Drake also denies the allegations that he has a hidden daughter, claiming to have "fed" Lamar false information through double agents. He also goes on the attack against Lamar, attacking his relationship with his fiancée Whitney Alford. Drake claims that the relationship between Lamar and Alford has grown distant, accuses Lamar of committing physical domestic abuse against Alford, and suggests that Alford was impregnated by Lamar's manager Dave Free. He cites social media posts such as the one featured in the single artwork that he says support his claims.

Towards the end of "The Heart Part 6", Drake expresses his desire to withdraw from the feud in light of Lamar's supposed childhood trauma, saying "I don't wanna diss you anymore, this really got me second-guessing". He sarcastically wishes Lamar well in recovering from his alleged traumatic experiences. The song concludes with a spoken word outro in which Drake says it was enjoyable to "get the pen working" during the feud, which he calls "good exercise".

==Reception==

"The Heart Part 6" was negatively received by critics. Candace McDuffie of The Root called the song a "cringy response" in which Drake's lyrics come off as a confession to Lamar's pedophilia accusations, and found his disses towards Lamar contradictory and nonsensical.
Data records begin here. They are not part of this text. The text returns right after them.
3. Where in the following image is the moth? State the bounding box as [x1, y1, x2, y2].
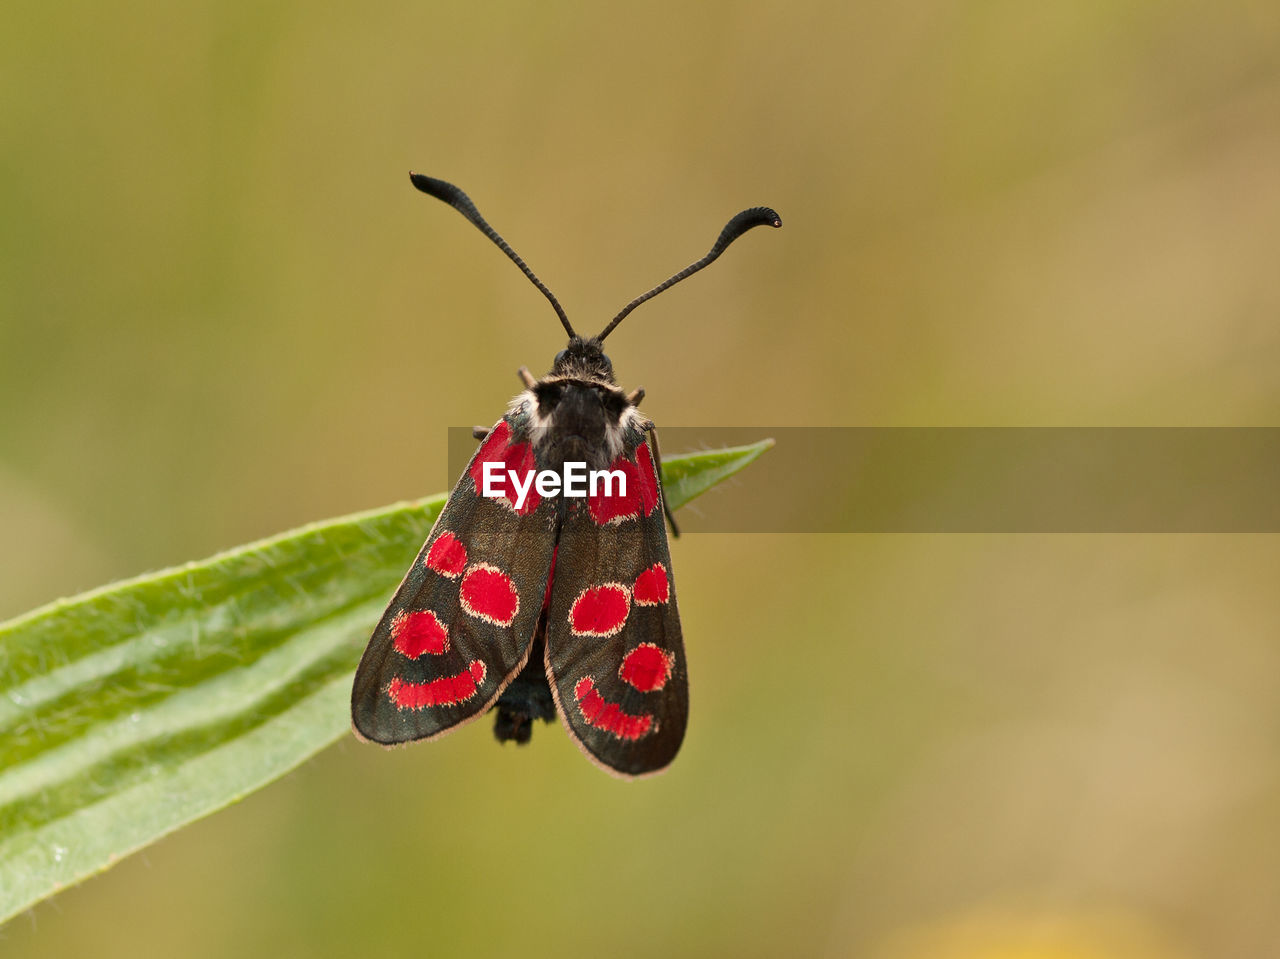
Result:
[351, 174, 780, 777]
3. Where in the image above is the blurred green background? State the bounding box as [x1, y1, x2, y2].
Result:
[3, 1, 1279, 956]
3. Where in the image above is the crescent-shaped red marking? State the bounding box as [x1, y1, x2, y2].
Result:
[387, 660, 487, 709]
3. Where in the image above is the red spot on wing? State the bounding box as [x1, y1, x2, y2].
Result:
[425, 531, 467, 578]
[390, 610, 449, 657]
[573, 677, 654, 740]
[460, 563, 520, 626]
[635, 441, 659, 516]
[587, 457, 641, 525]
[632, 563, 669, 605]
[569, 583, 631, 636]
[586, 444, 660, 525]
[387, 660, 486, 709]
[470, 420, 540, 515]
[619, 643, 674, 692]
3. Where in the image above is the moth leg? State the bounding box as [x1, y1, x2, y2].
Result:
[518, 366, 537, 389]
[647, 424, 680, 538]
[627, 386, 645, 407]
[472, 426, 490, 440]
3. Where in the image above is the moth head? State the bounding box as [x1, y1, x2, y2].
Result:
[549, 336, 614, 383]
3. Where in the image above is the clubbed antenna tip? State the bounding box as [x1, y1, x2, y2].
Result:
[410, 173, 575, 337]
[596, 206, 782, 342]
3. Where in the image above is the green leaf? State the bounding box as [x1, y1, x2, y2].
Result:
[0, 440, 772, 923]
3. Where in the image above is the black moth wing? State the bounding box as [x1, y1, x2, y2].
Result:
[544, 429, 688, 778]
[352, 414, 557, 745]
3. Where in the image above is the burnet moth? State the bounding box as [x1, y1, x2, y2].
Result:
[351, 174, 780, 777]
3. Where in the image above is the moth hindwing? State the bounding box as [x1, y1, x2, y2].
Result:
[350, 174, 780, 777]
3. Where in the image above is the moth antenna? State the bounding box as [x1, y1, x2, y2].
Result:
[596, 206, 781, 342]
[410, 173, 576, 338]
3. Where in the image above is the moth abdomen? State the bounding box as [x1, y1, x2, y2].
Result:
[492, 632, 557, 744]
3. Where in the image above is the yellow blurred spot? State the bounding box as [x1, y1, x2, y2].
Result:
[874, 907, 1196, 959]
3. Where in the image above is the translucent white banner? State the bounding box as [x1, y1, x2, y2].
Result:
[449, 428, 1280, 532]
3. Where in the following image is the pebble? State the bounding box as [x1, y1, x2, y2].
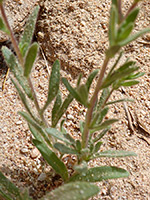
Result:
[37, 173, 47, 181]
[30, 147, 40, 159]
[16, 121, 22, 125]
[20, 148, 28, 154]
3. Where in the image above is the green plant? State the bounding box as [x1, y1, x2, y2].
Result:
[0, 0, 149, 199]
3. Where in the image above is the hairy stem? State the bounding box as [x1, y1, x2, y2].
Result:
[82, 56, 109, 148]
[0, 4, 24, 66]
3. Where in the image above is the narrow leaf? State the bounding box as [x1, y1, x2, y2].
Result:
[2, 46, 33, 99]
[69, 166, 129, 182]
[33, 140, 68, 181]
[52, 94, 73, 127]
[43, 60, 60, 112]
[0, 171, 21, 200]
[19, 6, 40, 56]
[92, 150, 137, 159]
[106, 98, 134, 105]
[46, 128, 71, 145]
[62, 77, 83, 104]
[86, 69, 99, 91]
[90, 119, 118, 132]
[54, 143, 78, 155]
[24, 42, 38, 77]
[119, 80, 139, 87]
[77, 84, 89, 107]
[94, 141, 103, 153]
[109, 5, 118, 46]
[19, 111, 52, 147]
[41, 182, 99, 200]
[0, 17, 9, 34]
[93, 128, 109, 143]
[76, 140, 82, 152]
[117, 22, 134, 41]
[52, 91, 62, 125]
[119, 28, 150, 46]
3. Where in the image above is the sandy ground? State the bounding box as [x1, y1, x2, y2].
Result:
[0, 0, 150, 199]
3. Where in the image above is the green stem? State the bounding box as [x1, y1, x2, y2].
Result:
[82, 56, 110, 148]
[0, 4, 24, 66]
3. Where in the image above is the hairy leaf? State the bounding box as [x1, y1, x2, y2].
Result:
[24, 42, 38, 77]
[0, 17, 9, 34]
[41, 182, 99, 200]
[69, 166, 129, 182]
[33, 140, 68, 181]
[86, 69, 99, 91]
[54, 143, 78, 155]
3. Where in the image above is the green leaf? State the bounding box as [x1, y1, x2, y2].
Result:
[24, 42, 38, 77]
[11, 78, 40, 124]
[108, 51, 123, 75]
[118, 8, 139, 35]
[43, 60, 60, 112]
[69, 166, 129, 182]
[85, 69, 99, 91]
[2, 46, 33, 99]
[77, 84, 89, 107]
[52, 91, 62, 125]
[76, 140, 82, 152]
[33, 140, 68, 181]
[124, 72, 145, 80]
[19, 111, 52, 147]
[41, 182, 99, 200]
[52, 94, 73, 127]
[97, 88, 109, 110]
[54, 143, 79, 155]
[90, 119, 118, 132]
[93, 141, 103, 153]
[79, 121, 84, 134]
[0, 171, 21, 200]
[117, 22, 134, 41]
[0, 17, 9, 34]
[46, 128, 71, 145]
[62, 78, 83, 104]
[28, 124, 43, 142]
[92, 150, 137, 159]
[63, 133, 75, 145]
[119, 27, 150, 46]
[93, 128, 109, 143]
[76, 73, 82, 87]
[109, 5, 118, 46]
[19, 6, 40, 56]
[74, 162, 88, 174]
[118, 80, 139, 87]
[106, 45, 121, 58]
[106, 98, 134, 105]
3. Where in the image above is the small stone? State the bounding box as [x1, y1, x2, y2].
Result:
[20, 148, 28, 154]
[37, 173, 47, 181]
[16, 121, 22, 125]
[30, 147, 40, 159]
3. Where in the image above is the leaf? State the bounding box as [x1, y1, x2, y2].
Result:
[76, 140, 82, 152]
[2, 46, 33, 99]
[90, 119, 118, 132]
[52, 94, 73, 127]
[43, 60, 60, 112]
[52, 91, 62, 125]
[54, 143, 78, 155]
[93, 141, 103, 153]
[41, 182, 99, 200]
[46, 128, 71, 145]
[93, 128, 109, 143]
[11, 78, 40, 124]
[24, 42, 38, 77]
[92, 150, 137, 159]
[106, 98, 134, 105]
[63, 133, 75, 145]
[85, 69, 99, 91]
[119, 27, 150, 46]
[69, 166, 129, 182]
[77, 84, 89, 107]
[19, 111, 52, 147]
[76, 73, 82, 87]
[62, 78, 83, 104]
[33, 140, 68, 181]
[79, 121, 84, 134]
[117, 22, 134, 42]
[0, 17, 9, 34]
[118, 8, 139, 35]
[74, 161, 88, 174]
[109, 5, 118, 46]
[97, 88, 109, 110]
[28, 124, 43, 142]
[118, 80, 139, 87]
[124, 72, 145, 80]
[19, 6, 40, 56]
[0, 171, 21, 200]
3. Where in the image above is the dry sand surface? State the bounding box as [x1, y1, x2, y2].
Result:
[0, 0, 150, 199]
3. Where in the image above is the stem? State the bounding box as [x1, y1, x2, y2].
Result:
[124, 2, 138, 19]
[82, 56, 109, 148]
[0, 4, 24, 66]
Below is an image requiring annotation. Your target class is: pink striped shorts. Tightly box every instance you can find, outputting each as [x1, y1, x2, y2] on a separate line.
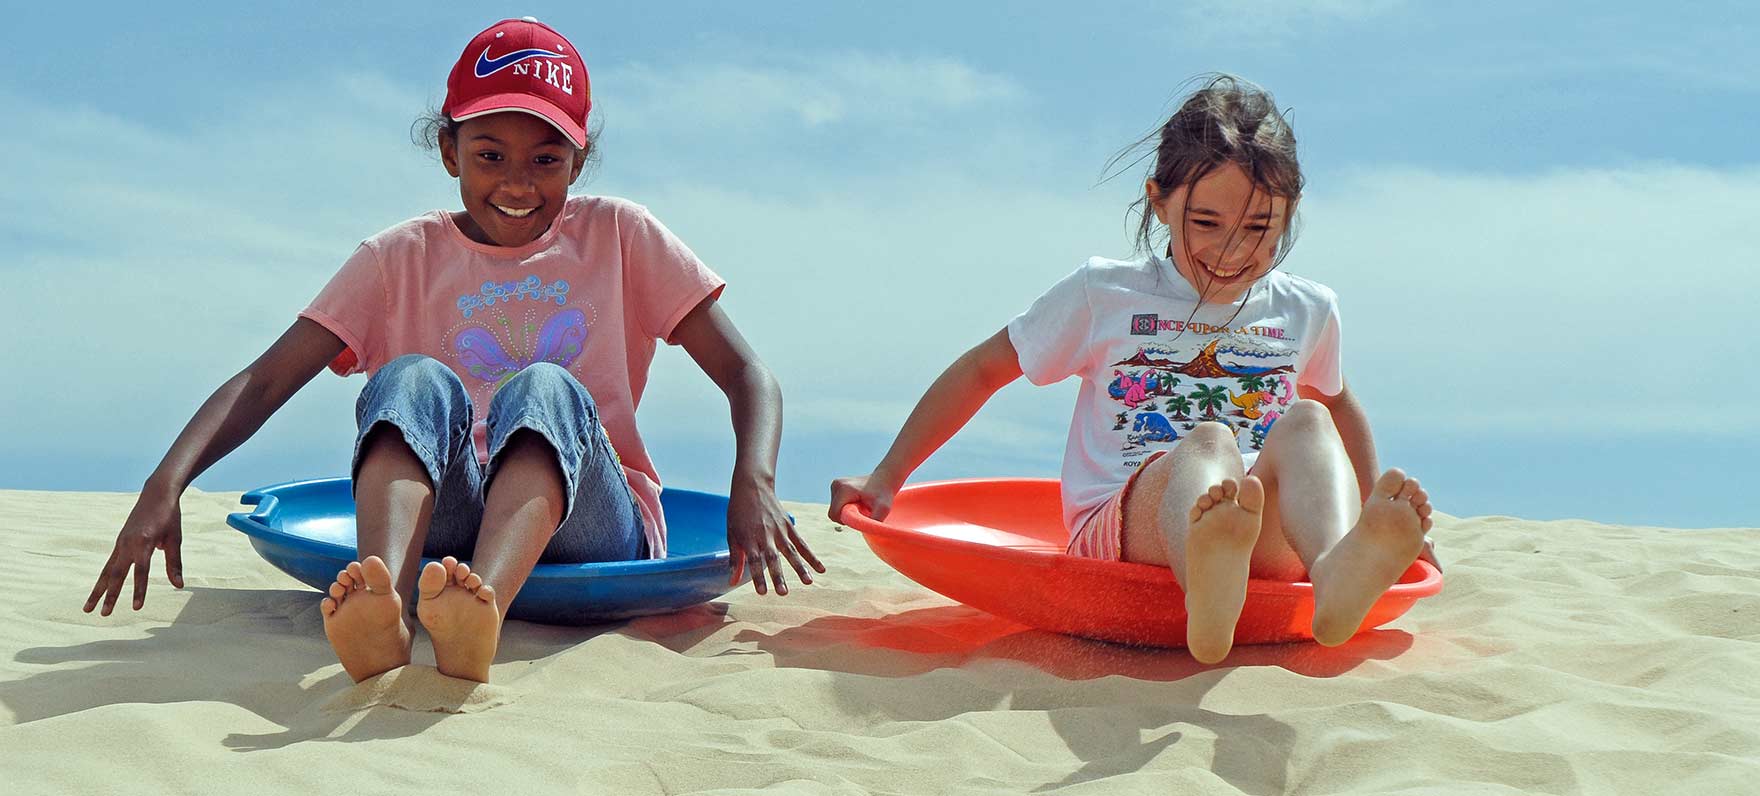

Fellow rapper Rick Ross also slammed the song, saying of its lyrical content, "You know ain't nobody playing a song about pedophilia and defending pedophilia in the club". Ross singled out one line in particular, "If I was fucking young girls, I promise I'd have been arrested / I'm way too famous for this shit you just suggested" as especially poorly executed. Referencing rumors of Drake using ghostwriters and mocking Drake's biracial identity, he remarked, "Whoever wrote that for you should have put more thought into that… White boy, it's your writers. Whatever message you translated to them, that wasn't the way they was supposed to do that". In June 2024, Drake deleted an Instagram post promoting the song from his feed, a move that was interpreted in the media as a white flag admission.

Drake's OVO clothing retailer on London's Carnaby Street was vandalized on May 7, 2024, by an unknown graffiti artist, who plastered the phrase "They not like us" in silver lettering on its window. The London Metropolitan Police Service have not announced plans to investigate the store tagging and no arrests have been made. In the following days, two separate individuals were apprehended by the Toronto Police while attempting to break into Drake's Bridle Path home; the same residence shown on the cover art for Kendrick Lamar's "Not Like Us".